It was said that secret orders had been issued by the great lamaseries at Lhasa to Batang and other places for the murder of all Chinese and Europeans near the Tibetan frontier.
The Lamas about Litang had a further feud with the Chinese officials, who in the previous year seized the kenpu, or chief steward, of their lamasery and chopped off his head.
It may be noted that on March 30—that is, four days before the attack on Feng took place—Consul-General Campbell had written to our Minister saying that Feng was headstrong, and that it was evident that his plans must create serious disturbances unless the Chinese garrisons in East Tibet were strengthened.
Later, on May 12, Consul-General Goffe wrote from Chengtu that a Chinese official at Batang stated that the local tribes had no intention of rebelling against the Chinese Government, and that Feng had brought his death upon himself by his harsh and unpopular measures. The local chiefs also sent a petition to the Chinese Viceroy of Szechuan complaining of the various unpopular changes introduced by Feng, which had incensed the people beyond measure. They repudiated any intention of throwing off their allegiance to China, but they warned the Viceroy that any despatch of troops to Litang and Batang would exasperate the people and provoke a general rebellion.

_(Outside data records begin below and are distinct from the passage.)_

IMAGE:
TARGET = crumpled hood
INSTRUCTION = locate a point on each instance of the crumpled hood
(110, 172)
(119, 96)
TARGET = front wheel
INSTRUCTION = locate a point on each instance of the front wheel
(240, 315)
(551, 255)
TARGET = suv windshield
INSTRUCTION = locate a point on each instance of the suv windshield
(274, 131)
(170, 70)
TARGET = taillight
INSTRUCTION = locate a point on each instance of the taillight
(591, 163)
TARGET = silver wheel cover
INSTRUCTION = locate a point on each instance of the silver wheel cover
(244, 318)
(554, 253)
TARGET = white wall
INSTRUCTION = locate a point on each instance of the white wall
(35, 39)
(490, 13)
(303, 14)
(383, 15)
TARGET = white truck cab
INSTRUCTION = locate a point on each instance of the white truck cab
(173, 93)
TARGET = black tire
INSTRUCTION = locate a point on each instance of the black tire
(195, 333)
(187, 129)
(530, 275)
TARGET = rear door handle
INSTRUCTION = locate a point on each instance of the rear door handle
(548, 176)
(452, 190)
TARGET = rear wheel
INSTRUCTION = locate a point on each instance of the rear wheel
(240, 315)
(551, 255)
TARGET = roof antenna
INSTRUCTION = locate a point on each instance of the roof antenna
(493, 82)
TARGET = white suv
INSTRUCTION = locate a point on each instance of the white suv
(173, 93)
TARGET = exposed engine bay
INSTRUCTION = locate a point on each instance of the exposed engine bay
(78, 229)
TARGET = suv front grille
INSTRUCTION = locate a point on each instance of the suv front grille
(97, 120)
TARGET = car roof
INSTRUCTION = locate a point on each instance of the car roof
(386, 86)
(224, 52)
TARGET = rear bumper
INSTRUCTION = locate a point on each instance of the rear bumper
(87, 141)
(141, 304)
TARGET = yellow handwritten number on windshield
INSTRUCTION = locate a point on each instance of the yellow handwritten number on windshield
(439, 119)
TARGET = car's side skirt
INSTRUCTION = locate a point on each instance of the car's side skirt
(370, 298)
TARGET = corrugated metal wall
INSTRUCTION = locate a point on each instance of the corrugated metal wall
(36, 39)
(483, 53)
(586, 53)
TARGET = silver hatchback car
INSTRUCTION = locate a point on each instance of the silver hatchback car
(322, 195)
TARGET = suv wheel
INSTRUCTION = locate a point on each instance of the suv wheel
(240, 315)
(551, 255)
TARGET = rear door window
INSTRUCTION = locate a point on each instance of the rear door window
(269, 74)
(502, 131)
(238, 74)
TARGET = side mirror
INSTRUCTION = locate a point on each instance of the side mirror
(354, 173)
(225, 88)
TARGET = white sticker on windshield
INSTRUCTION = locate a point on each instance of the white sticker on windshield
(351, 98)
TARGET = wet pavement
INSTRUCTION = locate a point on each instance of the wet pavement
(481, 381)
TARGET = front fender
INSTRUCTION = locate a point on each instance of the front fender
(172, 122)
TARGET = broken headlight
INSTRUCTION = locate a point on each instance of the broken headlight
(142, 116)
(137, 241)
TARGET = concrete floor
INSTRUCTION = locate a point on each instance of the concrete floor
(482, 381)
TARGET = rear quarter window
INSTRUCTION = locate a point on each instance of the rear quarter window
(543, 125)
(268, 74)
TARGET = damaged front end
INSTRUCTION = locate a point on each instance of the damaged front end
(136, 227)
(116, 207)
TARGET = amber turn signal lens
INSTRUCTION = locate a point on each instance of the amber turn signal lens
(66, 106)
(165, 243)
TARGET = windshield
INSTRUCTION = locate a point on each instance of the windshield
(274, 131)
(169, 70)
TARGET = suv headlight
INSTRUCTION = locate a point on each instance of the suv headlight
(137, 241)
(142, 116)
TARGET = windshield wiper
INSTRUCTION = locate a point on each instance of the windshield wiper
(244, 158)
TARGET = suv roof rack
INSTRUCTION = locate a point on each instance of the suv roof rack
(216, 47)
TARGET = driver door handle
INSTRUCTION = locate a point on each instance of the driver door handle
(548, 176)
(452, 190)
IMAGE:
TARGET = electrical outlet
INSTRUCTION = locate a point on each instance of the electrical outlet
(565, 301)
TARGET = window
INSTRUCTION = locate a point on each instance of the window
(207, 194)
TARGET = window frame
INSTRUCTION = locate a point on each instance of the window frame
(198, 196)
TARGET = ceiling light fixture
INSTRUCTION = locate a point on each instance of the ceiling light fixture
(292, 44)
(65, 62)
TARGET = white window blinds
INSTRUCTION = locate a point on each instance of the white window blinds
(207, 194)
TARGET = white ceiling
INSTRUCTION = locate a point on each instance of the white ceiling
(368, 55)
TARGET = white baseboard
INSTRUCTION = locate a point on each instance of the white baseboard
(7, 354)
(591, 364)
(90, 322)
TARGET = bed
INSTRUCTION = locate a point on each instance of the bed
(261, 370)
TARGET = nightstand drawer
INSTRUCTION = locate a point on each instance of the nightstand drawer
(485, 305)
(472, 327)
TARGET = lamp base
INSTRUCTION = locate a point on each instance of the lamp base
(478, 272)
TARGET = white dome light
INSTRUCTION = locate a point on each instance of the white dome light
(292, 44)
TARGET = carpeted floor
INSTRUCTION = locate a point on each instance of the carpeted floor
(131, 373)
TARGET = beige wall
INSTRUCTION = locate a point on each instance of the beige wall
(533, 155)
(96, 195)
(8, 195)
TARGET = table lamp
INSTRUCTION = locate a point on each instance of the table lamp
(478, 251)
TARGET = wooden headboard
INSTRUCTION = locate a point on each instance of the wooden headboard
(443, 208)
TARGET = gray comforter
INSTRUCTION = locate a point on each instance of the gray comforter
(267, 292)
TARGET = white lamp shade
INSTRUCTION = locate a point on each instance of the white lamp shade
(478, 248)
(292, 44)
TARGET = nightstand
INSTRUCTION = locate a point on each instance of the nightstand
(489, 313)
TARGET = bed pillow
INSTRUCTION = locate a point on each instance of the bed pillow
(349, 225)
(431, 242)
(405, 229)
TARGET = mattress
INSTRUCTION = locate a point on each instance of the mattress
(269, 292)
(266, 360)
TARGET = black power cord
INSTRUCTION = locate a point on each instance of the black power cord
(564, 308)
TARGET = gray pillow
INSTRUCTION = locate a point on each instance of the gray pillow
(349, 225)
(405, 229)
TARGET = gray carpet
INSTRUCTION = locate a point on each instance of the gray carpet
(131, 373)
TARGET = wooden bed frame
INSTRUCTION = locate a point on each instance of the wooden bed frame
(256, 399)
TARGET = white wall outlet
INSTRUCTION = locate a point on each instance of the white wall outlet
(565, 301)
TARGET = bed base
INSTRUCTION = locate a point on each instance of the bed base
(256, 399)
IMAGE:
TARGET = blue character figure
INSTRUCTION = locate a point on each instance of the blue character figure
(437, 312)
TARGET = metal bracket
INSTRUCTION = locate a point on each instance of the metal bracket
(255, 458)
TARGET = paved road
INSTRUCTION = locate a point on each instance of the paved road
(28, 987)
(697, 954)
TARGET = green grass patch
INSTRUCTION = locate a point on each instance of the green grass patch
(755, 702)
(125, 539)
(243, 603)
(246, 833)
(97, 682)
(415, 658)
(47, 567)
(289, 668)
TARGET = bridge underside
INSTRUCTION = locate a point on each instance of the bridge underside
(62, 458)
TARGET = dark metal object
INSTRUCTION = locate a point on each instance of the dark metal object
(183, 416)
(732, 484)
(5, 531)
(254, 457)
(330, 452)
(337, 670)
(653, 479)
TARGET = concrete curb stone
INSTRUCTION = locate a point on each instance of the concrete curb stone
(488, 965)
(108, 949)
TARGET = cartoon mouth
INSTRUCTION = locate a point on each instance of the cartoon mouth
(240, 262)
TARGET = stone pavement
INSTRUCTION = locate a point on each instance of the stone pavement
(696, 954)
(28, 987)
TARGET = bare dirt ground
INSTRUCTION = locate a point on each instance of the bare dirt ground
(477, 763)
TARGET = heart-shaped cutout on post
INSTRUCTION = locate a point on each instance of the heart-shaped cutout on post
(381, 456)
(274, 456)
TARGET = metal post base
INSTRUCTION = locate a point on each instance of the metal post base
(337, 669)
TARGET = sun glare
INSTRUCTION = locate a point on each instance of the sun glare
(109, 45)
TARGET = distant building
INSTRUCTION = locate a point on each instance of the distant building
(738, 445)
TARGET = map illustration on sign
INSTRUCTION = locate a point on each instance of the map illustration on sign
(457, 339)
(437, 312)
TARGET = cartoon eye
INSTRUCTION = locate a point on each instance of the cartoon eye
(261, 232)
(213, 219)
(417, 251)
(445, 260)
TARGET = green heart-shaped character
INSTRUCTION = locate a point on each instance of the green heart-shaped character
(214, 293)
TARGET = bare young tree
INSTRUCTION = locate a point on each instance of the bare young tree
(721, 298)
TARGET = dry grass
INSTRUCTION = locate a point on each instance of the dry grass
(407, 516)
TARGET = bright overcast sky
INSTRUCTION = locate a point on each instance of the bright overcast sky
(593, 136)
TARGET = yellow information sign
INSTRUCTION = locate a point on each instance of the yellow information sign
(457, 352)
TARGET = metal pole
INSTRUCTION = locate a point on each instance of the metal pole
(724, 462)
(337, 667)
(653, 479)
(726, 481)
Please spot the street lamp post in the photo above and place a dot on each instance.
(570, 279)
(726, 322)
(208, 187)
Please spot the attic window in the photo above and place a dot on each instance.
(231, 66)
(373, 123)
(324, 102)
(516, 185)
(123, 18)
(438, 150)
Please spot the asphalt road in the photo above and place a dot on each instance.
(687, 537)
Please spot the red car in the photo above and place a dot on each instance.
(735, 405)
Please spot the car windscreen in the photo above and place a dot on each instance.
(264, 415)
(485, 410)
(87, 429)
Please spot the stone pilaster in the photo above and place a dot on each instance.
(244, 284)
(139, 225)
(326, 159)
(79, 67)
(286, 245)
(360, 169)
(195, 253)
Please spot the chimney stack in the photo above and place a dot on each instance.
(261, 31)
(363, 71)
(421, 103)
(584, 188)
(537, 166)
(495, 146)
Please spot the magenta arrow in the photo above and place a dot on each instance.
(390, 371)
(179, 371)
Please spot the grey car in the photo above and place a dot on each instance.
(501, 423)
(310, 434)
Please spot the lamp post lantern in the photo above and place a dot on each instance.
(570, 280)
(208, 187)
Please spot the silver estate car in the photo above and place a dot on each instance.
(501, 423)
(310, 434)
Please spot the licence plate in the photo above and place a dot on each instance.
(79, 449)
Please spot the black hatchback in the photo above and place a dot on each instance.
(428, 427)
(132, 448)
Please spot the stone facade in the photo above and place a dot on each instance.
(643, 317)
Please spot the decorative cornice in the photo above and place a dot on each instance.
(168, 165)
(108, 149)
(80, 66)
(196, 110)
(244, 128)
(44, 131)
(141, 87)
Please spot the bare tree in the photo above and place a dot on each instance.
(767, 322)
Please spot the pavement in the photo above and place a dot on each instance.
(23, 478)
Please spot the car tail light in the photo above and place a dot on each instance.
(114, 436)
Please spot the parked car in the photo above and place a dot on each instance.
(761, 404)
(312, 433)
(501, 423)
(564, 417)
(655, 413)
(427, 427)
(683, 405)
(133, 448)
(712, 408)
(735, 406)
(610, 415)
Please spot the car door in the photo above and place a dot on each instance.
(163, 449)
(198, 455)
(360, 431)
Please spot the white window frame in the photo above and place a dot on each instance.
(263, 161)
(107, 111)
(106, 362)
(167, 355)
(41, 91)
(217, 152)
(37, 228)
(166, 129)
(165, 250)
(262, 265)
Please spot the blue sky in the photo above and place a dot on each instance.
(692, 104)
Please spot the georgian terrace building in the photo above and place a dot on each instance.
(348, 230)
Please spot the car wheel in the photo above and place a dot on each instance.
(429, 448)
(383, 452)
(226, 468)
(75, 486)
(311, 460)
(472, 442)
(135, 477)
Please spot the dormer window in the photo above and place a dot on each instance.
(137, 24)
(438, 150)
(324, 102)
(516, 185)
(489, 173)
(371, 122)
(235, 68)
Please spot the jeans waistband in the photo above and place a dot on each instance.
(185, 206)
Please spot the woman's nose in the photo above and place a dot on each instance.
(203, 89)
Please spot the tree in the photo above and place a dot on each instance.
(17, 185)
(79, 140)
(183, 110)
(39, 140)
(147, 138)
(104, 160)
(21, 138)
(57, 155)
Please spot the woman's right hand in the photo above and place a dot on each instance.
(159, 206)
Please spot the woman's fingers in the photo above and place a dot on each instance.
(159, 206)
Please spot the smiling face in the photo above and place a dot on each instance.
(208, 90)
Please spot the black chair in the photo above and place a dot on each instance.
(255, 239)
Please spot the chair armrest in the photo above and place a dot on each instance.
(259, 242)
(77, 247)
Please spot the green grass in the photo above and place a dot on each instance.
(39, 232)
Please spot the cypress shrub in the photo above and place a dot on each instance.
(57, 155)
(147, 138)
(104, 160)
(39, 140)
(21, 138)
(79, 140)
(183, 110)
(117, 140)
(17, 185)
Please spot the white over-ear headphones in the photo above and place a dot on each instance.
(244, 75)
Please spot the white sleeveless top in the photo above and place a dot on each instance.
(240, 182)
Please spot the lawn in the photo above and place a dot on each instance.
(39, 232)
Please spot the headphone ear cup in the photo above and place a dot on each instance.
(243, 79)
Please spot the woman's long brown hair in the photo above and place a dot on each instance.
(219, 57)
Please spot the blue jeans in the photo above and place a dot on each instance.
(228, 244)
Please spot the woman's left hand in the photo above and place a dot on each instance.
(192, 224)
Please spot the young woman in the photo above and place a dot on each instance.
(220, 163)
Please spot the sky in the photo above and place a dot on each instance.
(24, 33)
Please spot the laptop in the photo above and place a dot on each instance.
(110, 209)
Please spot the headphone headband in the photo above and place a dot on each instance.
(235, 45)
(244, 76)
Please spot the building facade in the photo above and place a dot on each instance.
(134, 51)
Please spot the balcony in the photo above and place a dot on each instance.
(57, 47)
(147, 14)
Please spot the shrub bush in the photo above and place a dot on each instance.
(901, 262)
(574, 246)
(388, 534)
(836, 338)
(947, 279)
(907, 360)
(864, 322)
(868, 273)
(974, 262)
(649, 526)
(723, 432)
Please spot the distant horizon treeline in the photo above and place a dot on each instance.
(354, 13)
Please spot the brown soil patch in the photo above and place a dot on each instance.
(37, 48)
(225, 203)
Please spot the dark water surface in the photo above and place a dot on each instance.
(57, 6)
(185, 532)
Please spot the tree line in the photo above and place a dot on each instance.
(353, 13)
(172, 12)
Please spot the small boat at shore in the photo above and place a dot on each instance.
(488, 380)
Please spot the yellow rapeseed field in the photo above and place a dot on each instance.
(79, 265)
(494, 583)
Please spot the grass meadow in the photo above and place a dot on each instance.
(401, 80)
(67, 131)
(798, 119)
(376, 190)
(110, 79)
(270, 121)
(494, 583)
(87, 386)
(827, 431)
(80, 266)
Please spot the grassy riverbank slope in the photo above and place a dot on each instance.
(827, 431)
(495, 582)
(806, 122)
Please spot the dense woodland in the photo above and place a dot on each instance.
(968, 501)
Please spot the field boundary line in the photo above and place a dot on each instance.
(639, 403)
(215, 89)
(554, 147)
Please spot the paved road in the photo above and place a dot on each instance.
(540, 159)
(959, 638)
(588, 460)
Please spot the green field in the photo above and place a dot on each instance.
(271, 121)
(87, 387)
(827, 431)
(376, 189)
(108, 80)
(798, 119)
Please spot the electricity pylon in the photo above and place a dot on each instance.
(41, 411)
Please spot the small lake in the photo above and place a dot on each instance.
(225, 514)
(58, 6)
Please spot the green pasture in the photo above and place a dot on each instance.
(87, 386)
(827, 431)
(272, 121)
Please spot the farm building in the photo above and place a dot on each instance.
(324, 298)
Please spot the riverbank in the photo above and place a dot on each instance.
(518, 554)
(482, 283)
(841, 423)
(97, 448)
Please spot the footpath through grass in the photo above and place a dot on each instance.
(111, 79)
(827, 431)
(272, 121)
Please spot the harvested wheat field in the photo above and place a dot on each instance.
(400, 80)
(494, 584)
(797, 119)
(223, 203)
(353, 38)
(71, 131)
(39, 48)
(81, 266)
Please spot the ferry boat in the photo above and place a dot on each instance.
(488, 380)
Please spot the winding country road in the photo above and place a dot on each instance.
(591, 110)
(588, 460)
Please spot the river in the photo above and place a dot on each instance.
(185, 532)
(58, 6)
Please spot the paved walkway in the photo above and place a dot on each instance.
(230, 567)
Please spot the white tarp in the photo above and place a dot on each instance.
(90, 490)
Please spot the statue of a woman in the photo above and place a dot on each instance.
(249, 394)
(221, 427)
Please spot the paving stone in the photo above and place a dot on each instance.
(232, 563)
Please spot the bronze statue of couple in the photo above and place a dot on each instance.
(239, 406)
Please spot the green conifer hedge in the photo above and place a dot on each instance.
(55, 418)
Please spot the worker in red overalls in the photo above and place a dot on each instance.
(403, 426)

The Chinese official view of these transactions is given in a joint memorial from the General and the Viceroy to the Throne. The memorial stated that Feng recognized that unless the power of the Lamas, who had absolute control of the tribesmen, was reduced, there was certain to be serious opposition to the measures of reform he proposed to introduce. He accordingly requested that the old law limiting the number of priests should be put in force, and he further proposed that for a space of twenty years no one should be allowed to enter the priesthood. The Lamas resented this, and spread reports that Feng’s troops wore foreign dress and were drilled in the foreign fashion. They also represented that the changes he wished to introduce were solely in the interests of foreigners. His protection of the missionaries was adduced as a further proof of his partiality towards foreigners.
The Tibetan frontier continued in a disturbed condition. The great lamaseries of North-Western Yunan rose against the Chinese, and on August 3 Consul Litton reported from Teng-yueh that the rebellion was the work of the exiled Dalai Lama’s partisans. He said it was easy to raise disorders, particularly on account of the ill-judged attempt of the Szechuan authorities to force their jurisdiction on the Batang people. Mr. Forrest, a botanist who was travelling in the district at the time, wrote to Mr. Litton that, so far as the Chinese military were concerned, the whole affair had now become a mere squeezing and looting expedition. The disorderly character of the Chinese troops and the corruption of their officers constituted, he said, a serious danger, because the whole country might be raised thereby.
With more information before him, Mr. Litton wrote, on August 12, that the reason why the great lamaseries which in the previous May, when there were no Chinese troops at Atentse, had refused to join the Batang insurgents had now risen against the Chinese was to be sought in the violence and extortion of the Chinese Prefect. He had been at Atentse since the end of May with some 400 or 500 troops, who had been looting everywhere, which was hardly surprising when, according to a French priest living in the district, he received neither men nor money from his Government in spite of his warnings of the growing seriousness of the situation. Mr. Litton observed, further, that this was the third serious rebellion which had occurred in Yunan during the three years of Viceroy Ting’s tenure of office, and that none of these rebellions would have occurred if the most ordinary efficiency and honesty had been exercised. Viceroy Ting’s government, he said, was a calamity to his own people and a nuisance to his neighbours.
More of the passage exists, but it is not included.